Avery regresó a media tarde y Erienne, al verle llegar por el sendero con pasos largos e irritados, se retorció las manos con preocupación. Farrell aún no había vuelto a casa y, afortunadamente, no podía relatar nada del retorno de su hermana. Aun así, ella había aguardado ansiosa durante todo el día, temerosa de la posible reacción de su padre. Esbozó una sonrisa falsa cuando lo vio atravesar la entrada y cerrar violentamente la puerta detrás de él. Al ver a su hija en la sala, Avery le echó una mirada colérica, al tiempo que se quitaba la chaqueta.

—Conque ya estás en casa, ¿eh?

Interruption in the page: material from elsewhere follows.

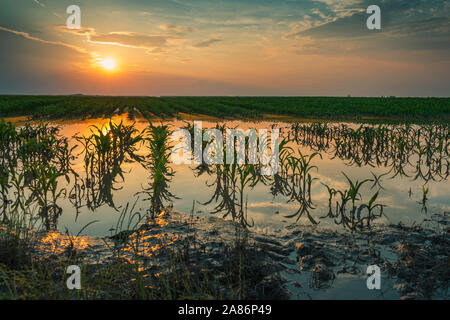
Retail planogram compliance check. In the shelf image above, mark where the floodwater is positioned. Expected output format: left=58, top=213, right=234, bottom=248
left=44, top=118, right=450, bottom=236
left=5, top=116, right=450, bottom=299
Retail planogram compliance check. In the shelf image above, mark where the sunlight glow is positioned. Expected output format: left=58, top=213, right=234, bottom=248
left=101, top=58, right=117, bottom=71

Y yo, preocupado durante todo el trayecto, pensando que algún sinvergüenza te había llevado a su guarida.

Erienne no se atrevió a revelar cuán cercana a la verdad era la suposición de su padre. Desde su partida, Christopher se había apoderado de sus pensamientos y hubiera recibido con agrado la bendición de olvidarlo.

—Diablos, niña. No entiendo qué te sucede. Despotricas contra Smedley Goodfield porque te manosea, cuando sabes muy bien que tiene todo el derecho de hacerlo si vas a ser su esposa.

La joven experimentó una inmediata sensación de repugnancia.

—Esa es precisamente la razón por la que me marché. No podía tolerar la sola idea de casarme con ese hombre. —¡Aaah! —Avery la miró con los ojos entornados—. Conque tienes tus pretensiones, ¿eh? Ese canalla de Seton te manosea y tú no dices ni una sola palabra. Pero viene un buen hombre

Con intenciones de casarse, y armas un escándalo porque te puso las manos encima. Deja ya de volar con tus fantasías y entiende que Christopher Seton no tiene intenciones de desposarte. —Soltó una risita burlona—. Eso sí, él estaría muy dispuesto a tender su imponente cuerpo sobre el tuyo para gozar de un momento de placer Por supuesto, si resulta que quedas embarazada puedes estar segura de que te abandonará con un pequeño en el vientre y ningún esposo en el brazo.

Erienne se ruborizó ante la crudeza de esas palabras. Incapaz de afrontar la expresión desdeñosa de su padre, se volvió para decir en voz baja:

—No te preocupes por el señor Seton. El es el último hombre al que elegiría

Ella misma percibió una nota de insinceridad cuando repitió esa afirmación.

—¡Ja! —se mofó Avery incrédulamente—. ¡El primero, quizá! ¡Pero no el último! Apuesto a que el viejo Smedley estará al menos, uno o dos lugares por debajo de tu elegante señor Seton.